Voters in the March 28, 2015 presidential election in Nigeria have a choice of “two problematic candidates” in President Goodluck Jonathan of the Peoples Democratic Party (PDP) and Gen. Muhammadu Buhari of the All Progressives Congress (APC), Nobel Laureate, Prof. Wole Soyinka, has stated.
Soyinka, in an interview with the BBC on Monday, submitted that the PDP and APC should have come up with better options than the two leading candidates.
His words: “There is a huge albatross hanging around the necks of the two main candidates. I can understand the dilemma which many voters have. One contender is troubled by the present, the other by the past.”
Soyinka also observed that from the ongoing campaigns, “the spirit of let’s have a fair war” was not yet deep enough.
He also the Federal Government’s failure to rescue the more than 200 schoolgirls abducted from Chibok in April 2014.
“What happened was a clear failure of leadership – a slow reaction, an inadequate reaction and response,” Soyinka told the BBC, stressing, however, that while responsibility for the Boko Haram crisis rested with President Goodluck Jonathan, the government could not be held solely responsible for the entire jihadist problem as it began under previous governments.
The Nobel Laureate said: “Buhari and his partner, the late Gen. Tunde Idiagbon, after (former military head of state) Sani Abacha, I think they represented the most brutal face of military dictatorship. There is no question about that. But the environment changes, circumstances change and…I look at the possibility of a genuine internal transformation in some individuals. I’ve been disappointed before and we must always be ready to be disappointed again.”
Soyinka, however, said Nigerians should be ready to “go back to the trenches stand up against misrule from whoever wins the election.
“Nigerians should be prepared to deal with any new betrayal by any ruler with the same passion and commitment…. as they did with the late Sani Abacha because we cannot continue this cycle of repetitious evil and irresponsibility.”
On what to do to counter the Boko Haram sect, whose activities was cited for the postponement of the election, Soyinka called for “an aerial bombardment with weapons of the mind” in addition to the military offensive.
“All kinds of propaganda leaflets should have been raining in those areas because not all members of Boko Haram are convinced. They need to know there is an exit and the state will take care of them. Then the waverers’ minds have to be reinforced on the positive side – on the side of humanity.
“The kind of propaganda being used now between the political parties, just a fraction of that should have gone into attacking Boko Haram,” he added.

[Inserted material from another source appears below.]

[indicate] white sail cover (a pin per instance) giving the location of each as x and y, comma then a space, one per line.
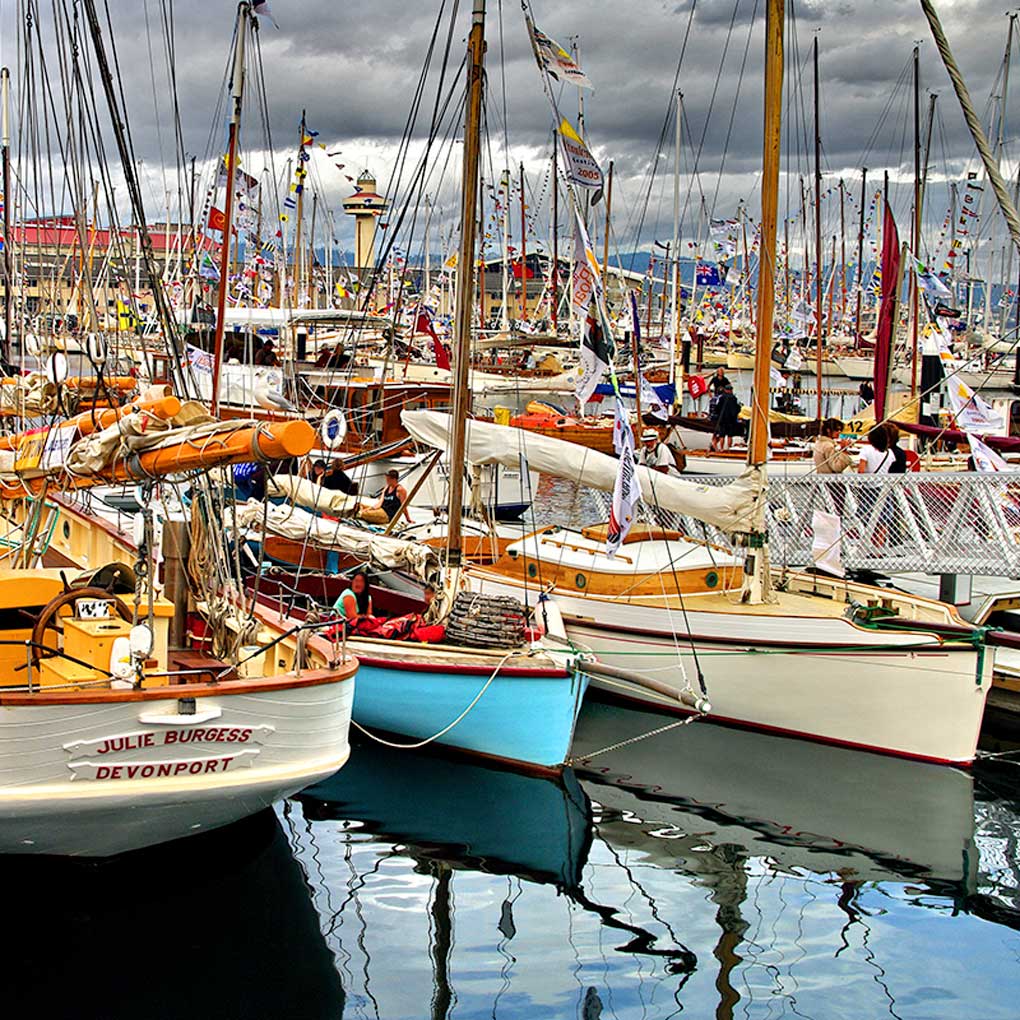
383, 551
730, 507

Asked whether he believed Nigeria could break up in the next 10 years, Soyinka said: “I doubt it very much. The threats of dismemberment have been going on so long that one of these days there is going to be a wish fulfilled. The idea of either dismembering at the cost of human lives, as the Boko Haram people are trying to do with their caliphate delusions or to force people to stay together as happened in the case of the 1967-1970 Biafra war, doesn’t make sense, it’s an abuse of intelligence.

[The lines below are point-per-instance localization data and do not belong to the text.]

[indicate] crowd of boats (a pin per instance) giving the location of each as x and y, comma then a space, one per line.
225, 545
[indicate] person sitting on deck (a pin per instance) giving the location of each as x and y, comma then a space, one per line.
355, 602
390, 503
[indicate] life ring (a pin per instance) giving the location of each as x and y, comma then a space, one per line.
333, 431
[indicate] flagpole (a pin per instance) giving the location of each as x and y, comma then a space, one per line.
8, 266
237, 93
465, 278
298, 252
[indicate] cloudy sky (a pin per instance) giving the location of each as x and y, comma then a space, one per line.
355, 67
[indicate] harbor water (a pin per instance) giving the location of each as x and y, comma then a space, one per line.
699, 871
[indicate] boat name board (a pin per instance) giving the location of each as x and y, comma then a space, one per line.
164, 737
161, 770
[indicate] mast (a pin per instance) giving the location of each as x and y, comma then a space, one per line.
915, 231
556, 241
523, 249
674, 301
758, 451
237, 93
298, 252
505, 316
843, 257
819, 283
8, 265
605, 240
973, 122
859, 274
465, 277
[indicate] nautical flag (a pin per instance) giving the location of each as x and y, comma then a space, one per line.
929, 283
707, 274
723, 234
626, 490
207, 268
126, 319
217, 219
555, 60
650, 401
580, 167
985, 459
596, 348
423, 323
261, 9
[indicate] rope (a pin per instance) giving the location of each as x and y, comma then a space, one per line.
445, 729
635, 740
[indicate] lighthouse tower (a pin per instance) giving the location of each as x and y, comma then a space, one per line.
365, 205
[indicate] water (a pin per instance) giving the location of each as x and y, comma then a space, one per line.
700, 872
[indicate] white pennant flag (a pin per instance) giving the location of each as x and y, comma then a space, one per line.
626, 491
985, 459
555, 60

“Arrangements can be made in which people stick together under protocols of association which allow some kind of autonomy for certain issues and other cases centralised policies,” he said.

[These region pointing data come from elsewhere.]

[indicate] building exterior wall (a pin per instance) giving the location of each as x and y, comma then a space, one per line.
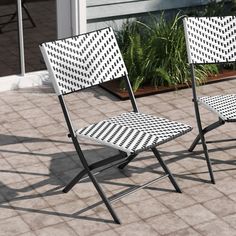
112, 12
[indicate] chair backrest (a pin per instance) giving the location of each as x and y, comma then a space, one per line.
82, 61
210, 39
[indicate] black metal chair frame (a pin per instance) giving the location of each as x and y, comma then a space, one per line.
121, 160
202, 48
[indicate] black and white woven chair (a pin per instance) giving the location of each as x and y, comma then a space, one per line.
89, 59
211, 40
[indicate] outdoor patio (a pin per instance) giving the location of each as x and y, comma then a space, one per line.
37, 160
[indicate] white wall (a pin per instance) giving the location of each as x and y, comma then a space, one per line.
103, 12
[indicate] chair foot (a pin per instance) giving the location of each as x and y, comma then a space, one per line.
166, 169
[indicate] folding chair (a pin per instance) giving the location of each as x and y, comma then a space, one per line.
89, 59
211, 40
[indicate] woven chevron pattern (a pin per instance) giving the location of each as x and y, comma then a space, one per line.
223, 105
85, 60
133, 132
211, 39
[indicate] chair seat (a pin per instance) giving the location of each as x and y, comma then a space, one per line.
134, 132
223, 105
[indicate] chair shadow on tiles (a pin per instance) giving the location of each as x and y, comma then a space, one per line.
56, 179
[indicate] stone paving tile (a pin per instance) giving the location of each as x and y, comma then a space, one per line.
41, 219
106, 233
149, 208
61, 229
166, 223
13, 226
88, 227
176, 201
203, 193
137, 228
221, 206
231, 220
195, 214
38, 160
185, 232
216, 227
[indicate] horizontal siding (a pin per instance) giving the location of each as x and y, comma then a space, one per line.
100, 9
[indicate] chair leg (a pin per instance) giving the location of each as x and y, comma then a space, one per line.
204, 131
74, 181
128, 160
104, 198
28, 14
207, 157
166, 169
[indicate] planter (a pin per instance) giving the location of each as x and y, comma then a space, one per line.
114, 88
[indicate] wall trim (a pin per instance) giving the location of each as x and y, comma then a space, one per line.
14, 82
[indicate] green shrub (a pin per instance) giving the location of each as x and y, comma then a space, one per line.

Soyinka also noted that the huge amount being expended on campaigns would inevitably lead to broken electoral promises: “What does this make of the incoming government? This money came in from somewhere. It means such candidates are going to owe, they are obliged to interests which are not necessarily in the best interests of the nation. So, a lot of the electorate will be disappointed at the failure – the reneging on electoral promises – because there may not be funds for the fulfilment of those promises.”